20 January 2006

Think I found a bug ....

A couple days ago, a mistake caused a key-value table to generate new keys for duplicate values when there should have been a unique constraint on key. This affected the stat gathering table (stats for one value are now associated with many keys) and I have to clean up the data -- while preserving the stats that have already been generated. In trying to do this, I think I found a bug in replication .... an UPDATE statement that aggregates the data produces different results on my replication slave. I've submitted a formal bug report along with SQL to duplicate the error here. I'm curious if anyone else has encountered this bug, or knows of a way to achieve the result that I want without breaking replication.

Here's a description of the test case:

Two tables store key-value pairs (in the example, `color` and `animal`), and `a_to_c` stores a relationship between each key along with a third column, `count`. However, in the two key-value tables, the values are not unique. The overall purpose is to sum the `count` column in the third table for each unique animal+color combination and remove all duplicate keys from the `color` and `animal` tables. In other words -- because there is no unique constraint on `color` or `animal`, the color "grey" is given more than one key, as is the animal "dog". The goal is to rebuild the `color` and `animal` tables, preserving the lowest key for each distinct value and -- most importantly -- to rebuild the `a_to_c` table, preserving the total sum for each unique combination of animal+color. In the example, I stop short of finishing this process when the first error appears.
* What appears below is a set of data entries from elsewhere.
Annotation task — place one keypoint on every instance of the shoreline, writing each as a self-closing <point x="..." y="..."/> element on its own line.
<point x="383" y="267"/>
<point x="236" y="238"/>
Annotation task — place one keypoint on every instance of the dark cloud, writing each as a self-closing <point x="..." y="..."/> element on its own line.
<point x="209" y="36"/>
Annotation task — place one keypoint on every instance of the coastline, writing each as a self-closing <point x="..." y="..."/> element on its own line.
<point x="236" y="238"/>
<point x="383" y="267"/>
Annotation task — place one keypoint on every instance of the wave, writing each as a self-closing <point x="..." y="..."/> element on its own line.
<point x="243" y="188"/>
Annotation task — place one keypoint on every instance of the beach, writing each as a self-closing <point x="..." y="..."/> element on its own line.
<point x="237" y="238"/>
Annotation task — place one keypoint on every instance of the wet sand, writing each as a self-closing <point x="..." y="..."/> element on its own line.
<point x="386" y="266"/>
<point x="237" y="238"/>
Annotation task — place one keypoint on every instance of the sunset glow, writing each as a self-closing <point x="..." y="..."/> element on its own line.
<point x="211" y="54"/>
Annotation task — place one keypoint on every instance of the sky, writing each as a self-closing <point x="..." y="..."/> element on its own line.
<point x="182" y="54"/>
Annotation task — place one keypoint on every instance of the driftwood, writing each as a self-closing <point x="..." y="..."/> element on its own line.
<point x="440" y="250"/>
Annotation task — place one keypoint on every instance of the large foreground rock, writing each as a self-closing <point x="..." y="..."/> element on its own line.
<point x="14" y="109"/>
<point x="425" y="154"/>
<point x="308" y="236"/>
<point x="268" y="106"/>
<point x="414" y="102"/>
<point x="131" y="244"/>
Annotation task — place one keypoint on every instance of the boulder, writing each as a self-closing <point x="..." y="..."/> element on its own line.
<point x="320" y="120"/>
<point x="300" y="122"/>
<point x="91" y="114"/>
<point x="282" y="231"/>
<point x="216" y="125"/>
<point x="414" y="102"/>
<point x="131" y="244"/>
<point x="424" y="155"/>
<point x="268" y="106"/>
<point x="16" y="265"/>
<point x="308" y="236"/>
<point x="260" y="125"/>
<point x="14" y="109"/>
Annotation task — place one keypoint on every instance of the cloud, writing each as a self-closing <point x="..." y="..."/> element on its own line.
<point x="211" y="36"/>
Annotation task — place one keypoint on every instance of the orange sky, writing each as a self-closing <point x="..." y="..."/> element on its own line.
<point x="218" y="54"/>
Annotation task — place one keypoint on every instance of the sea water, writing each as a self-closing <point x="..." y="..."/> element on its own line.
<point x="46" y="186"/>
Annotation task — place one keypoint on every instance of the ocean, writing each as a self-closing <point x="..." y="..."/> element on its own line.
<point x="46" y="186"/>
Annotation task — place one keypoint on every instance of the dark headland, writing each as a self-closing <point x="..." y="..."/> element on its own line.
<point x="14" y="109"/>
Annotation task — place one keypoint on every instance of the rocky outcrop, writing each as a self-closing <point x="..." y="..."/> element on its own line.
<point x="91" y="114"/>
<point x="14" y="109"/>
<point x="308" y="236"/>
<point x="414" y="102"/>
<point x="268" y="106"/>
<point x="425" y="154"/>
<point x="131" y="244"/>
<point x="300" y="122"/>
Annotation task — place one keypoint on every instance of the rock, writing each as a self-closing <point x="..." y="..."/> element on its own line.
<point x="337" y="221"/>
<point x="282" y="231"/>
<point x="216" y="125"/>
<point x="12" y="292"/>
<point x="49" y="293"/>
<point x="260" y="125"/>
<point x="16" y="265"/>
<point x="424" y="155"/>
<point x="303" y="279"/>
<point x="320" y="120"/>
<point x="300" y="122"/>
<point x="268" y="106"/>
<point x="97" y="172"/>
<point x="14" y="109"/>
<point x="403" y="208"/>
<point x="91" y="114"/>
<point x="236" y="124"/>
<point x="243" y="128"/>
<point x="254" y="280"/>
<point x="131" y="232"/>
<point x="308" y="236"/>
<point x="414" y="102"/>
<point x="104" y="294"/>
Here is the demonstration SQL:

-----------------
-- creating the tables and initializing data
-----------------

DROP TABLE IF EXISTS `animals`;
CREATE TABLE `animals` (
`k` int(11) NOT NULL auto_increment,
`v` varchar(10) default NULL,
PRIMARY KEY (`k`)
) ENGINE=MyISAM DEFAULT CHARSET=latin1;

INSERT INTO `animals` VALUES (1,'dog'),(2,'cat'),(3,'dog');

DROP TABLE IF EXISTS `colors`;
CREATE TABLE `colors` (
`k` int(11) NOT NULL auto_increment,
`v` varchar(10) default NULL,
PRIMARY KEY (`k`)
) ENGINE=MyISAM DEFAULT CHARSET=latin1;

INSERT INTO `colors` VALUES (1,'grey'),(2,'beige'),(3,'grey'),(4,'grey');

DROP TABLE IF EXISTS `a_to_c`;
CREATE TABLE `a_to_c` (
`animal` int(11) default NULL,
`color` int(11) default NULL,
`count` int(11) default NULL
) ENGINE=MyISAM DEFAULT CHARSET=latin1;

INSERT INTO `a_to_c` VALUES (1,2,1),(3,2,1),(1,1,1),(1,3,1),(2,3,2),(2,4,2);

DROP TABLE IF EXISTS sums;
CREATE TABLE sums SELECT animals.v AS animal, colors.v AS color, SUM(count)
FROM animals JOIN a_to_c ON animals.k=a_to_c.animal
JOIN colors ON colors.k=a_to_c.color
GROUP BY animal, color;

-----------------------------------
-- Everything up to here works fine.
-----------------------------------

mysql> select * from sums;
+--------+-------+------------+
| animal | color | SUM(count) |
+--------+-------+------------+
| cat | grey | 4 |
| dog | beige | 2 |
| dog | grey | 2 |
+--------+-------+------------+
3 rows in set (0.00 sec)

----------------------------------
-- It is this next query that produces unexpected results on the slave!
-- It does work as expected on the master.
-----------------------------------

UPDATE sums LEFT JOIN
(
SELECT v AS animal, MIN(k) AS k FROM animals GROUP BY animal
) AS a USING(animal)
SET sums.animal=a.k;

-------------------------------------
-- Here are the results of this UPDATE, on master and slave
---------------------
-- master
---------------------
mysql> select * from sums;
+--------+-------+------------+
| animal | color | SUM(count) |
+--------+-------+------------+
| 2 | grey | 4 |
| 1 | beige | 2 |
| 1 | grey | 2 |
+--------+-------+------------+
3 rows in set (0.00 sec)

----------------------
-- slave
----------------------
mysql> select * from sums;
+--------+-------+------------+
| animal | color | SUM(count) |
+--------+-------+------------+
| NULL | grey | 4 |
| 1 | beige | 2 |
| 1 | grey | 2 |
+--------+-------+------------+
3 rows in set (0.00 sec)

2 comments:

Devananda vdv said...

http://bugs.mysql.com/bug.php?id=16688

It has been fixed in 4.1.16. Too bad it was already reported; I'm still trying to get my first "real" bug report!

manasi said...
This comment has been removed by a blog administrator.